“It’s never gone away, the nightmare of November 22, 1963,” a recent article in Vanity Fair laments. Yet the writer dutifully toes the line, insisting that the official explanation about the murder of President John F. Kennedy 46 years ago is correct.
Ahem. One of the major reasons the nightmare continues is because the official explanation is a tissue of lies and distortions. The 1964 Warren Report, thrown together to appease the public, instead unleashed a torrent of critical books, documentaries, and movies that is unabated close to five decades later. This onslaught was entirely predictable. For every action (the grotesque cover-up), there is an equal and opposite reaction (numerous attempts, however misguided, to set the record straight).
The nightmare goes on because we the people have never learned the truth about what happened in Dallas, and we know this, in our heart of hearts. The profound wrong of Kennedy’s death was compounded tenfold by the fact that the guilty got away not just with murdering one individual, but with undoing the U.S. Constitution and overthrowing the people’s will.

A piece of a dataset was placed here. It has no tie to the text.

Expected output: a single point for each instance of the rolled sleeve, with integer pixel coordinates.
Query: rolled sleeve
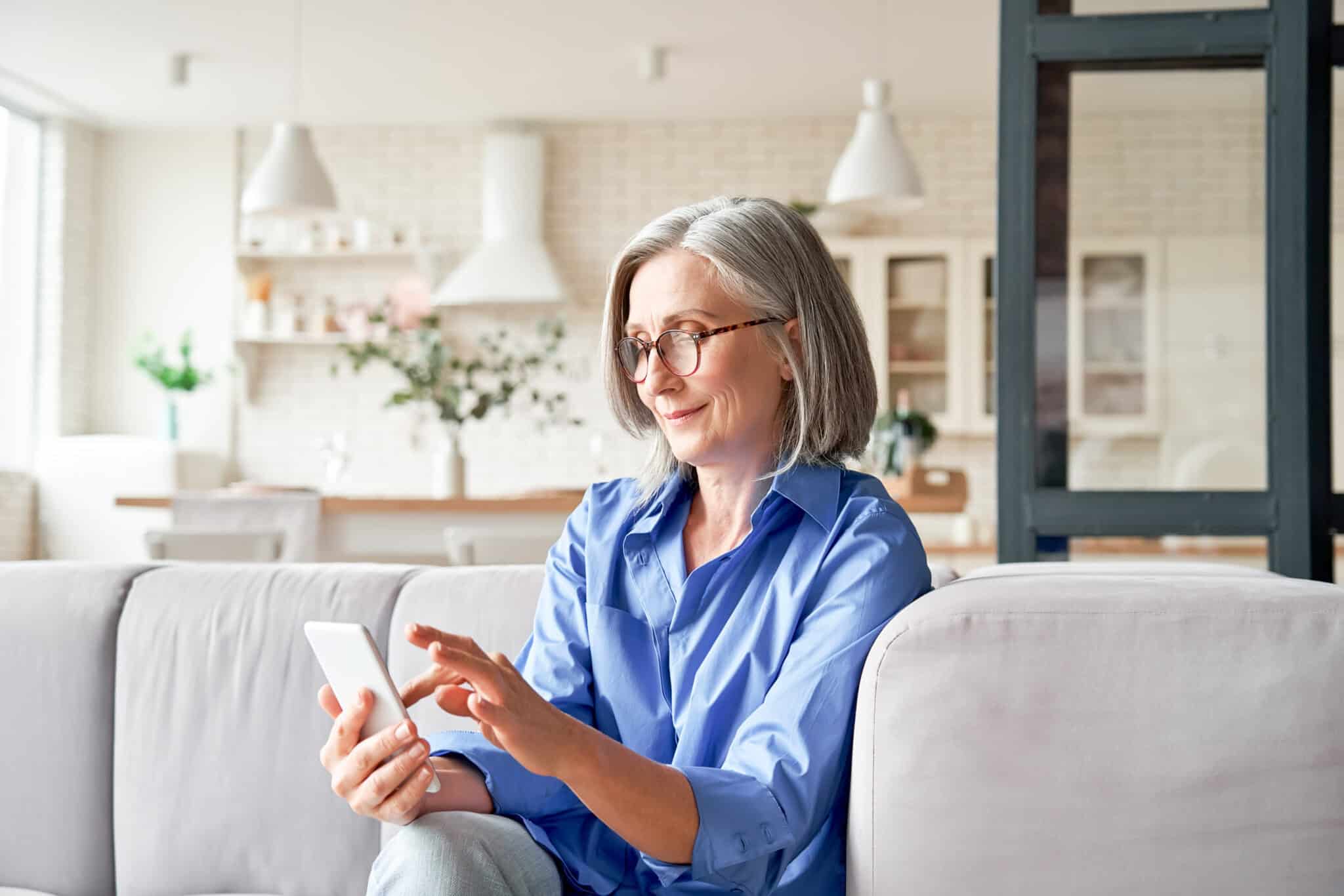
(740, 821)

In his 2008 seminal work, JFK and the Unspeakable: Why He Died & Why It Matters, James W. Douglass calls it the “unspeakable,” these un-exorcised national demons driving Kennedy’s murder. In examining the motives behind the death of the president, not merely who did it or the how, Douglass, a longtime peace activist, imbues the discussion with a long-missing, much-needed spiritual dimension.
Douglass’s “unspeakable” refers to so much more than merely the identities of who pulled the triggers or even the ones who hired them to do so. Part of the “unspeakable” is the sharp divergence between the high ideals of this country’s founding and our current national security state, established in the aftermath of World War II, that promotes endless war and profits from it.

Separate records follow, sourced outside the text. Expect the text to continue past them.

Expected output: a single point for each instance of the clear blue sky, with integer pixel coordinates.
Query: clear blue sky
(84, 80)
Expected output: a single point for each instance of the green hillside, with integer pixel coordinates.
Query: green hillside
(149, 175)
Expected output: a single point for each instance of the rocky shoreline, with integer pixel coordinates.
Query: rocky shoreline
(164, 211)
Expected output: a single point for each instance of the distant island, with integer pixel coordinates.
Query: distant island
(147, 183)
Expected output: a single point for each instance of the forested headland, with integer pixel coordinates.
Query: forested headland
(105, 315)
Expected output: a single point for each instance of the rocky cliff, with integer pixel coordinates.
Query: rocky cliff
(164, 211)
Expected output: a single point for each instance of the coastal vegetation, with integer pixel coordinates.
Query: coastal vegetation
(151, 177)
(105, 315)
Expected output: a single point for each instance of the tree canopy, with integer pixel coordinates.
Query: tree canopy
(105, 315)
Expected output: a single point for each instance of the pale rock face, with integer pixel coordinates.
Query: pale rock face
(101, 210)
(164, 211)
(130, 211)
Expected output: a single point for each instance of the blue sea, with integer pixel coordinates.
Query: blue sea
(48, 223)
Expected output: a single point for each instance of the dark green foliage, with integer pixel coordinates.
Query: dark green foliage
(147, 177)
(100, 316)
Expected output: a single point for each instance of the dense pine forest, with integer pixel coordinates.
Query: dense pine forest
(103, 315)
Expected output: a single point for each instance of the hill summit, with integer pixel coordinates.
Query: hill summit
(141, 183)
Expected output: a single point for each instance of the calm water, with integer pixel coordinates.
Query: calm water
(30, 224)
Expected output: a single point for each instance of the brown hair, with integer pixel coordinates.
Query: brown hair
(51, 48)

It is this untreated, denied poison that, Douglass argues, corrodes the national soul and breaks out like violent boils every so often in Korea, Vietnam, Afghanistan, Iraq, and, on Sept. 11, 2001, in New York City and Washington, D.C., and over the skies of Pennsylvania. Unafraid of the unspeakable, the author poses the unframed and unspoken question: Can the United States be a global empire that spends more on its military each year than all other western, industrialized nations combined, yet remain a representative democracy?
The signs are not promising. The parallels between now and Kennedy’s day make Douglass’s book about the past all the more critical to the present. Just as Kennedy stared down his generals, President Barack Obama faces truculent military leaders determined to force his hand in Afghanistan and Pakistan.

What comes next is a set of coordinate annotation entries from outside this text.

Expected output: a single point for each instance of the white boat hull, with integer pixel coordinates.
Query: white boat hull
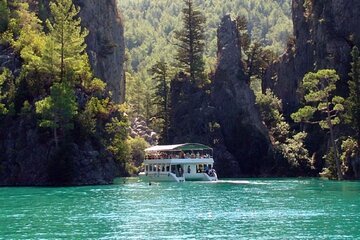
(170, 177)
(160, 177)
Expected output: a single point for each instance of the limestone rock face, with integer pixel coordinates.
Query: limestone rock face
(245, 137)
(227, 118)
(325, 32)
(27, 159)
(105, 43)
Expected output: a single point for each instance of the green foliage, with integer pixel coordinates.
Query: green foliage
(319, 97)
(330, 171)
(150, 38)
(160, 76)
(137, 148)
(57, 84)
(151, 26)
(270, 107)
(117, 142)
(4, 16)
(191, 42)
(66, 44)
(290, 146)
(349, 155)
(7, 92)
(319, 88)
(353, 101)
(59, 109)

According to the Durham Herald Sun, Pulitzer Prize winning journalist Seymour Hersh recently told an audience at Duke University that the U.S. military “is in a war against the White House – and they feel they have Obama boxed in.” While Hersh may be accurate in citing racism behind the tension between today’s commander in chief and the Pentagon, the real issue is the unspeakable. Just what kind of country do we want to be anyway?
This issue goes to the very soul of this nation, and this tension has existed since before this country was born. Do we keep shedding blood for profit? Or do we beat our swords into ploughshares and make peace the cornerstone of all our national policies? The political founders of our nation were divided over whether or not to risk foreign entanglements, but from the outset U.S. business leaders saw no problem in using the power and money of the U.S. government to advance their narrow interests.
To date, business has had the upper hand, masking a profits-at-all-costs agenda behind an anti-terrorism (previously, anti-communism) smokescreen. After the implosions of Chrysler, Enron, Global Crossing, GM, and Worldcom, the massive Bernie Madoff and other investment fraud, and the Wall Street meltdown, however, it’s a little harder to pretend that business is better run or more effective than government.
How long will ordinary Americans remain silent about the unspeakable before they start roaring out loud and then, en masse, revolt?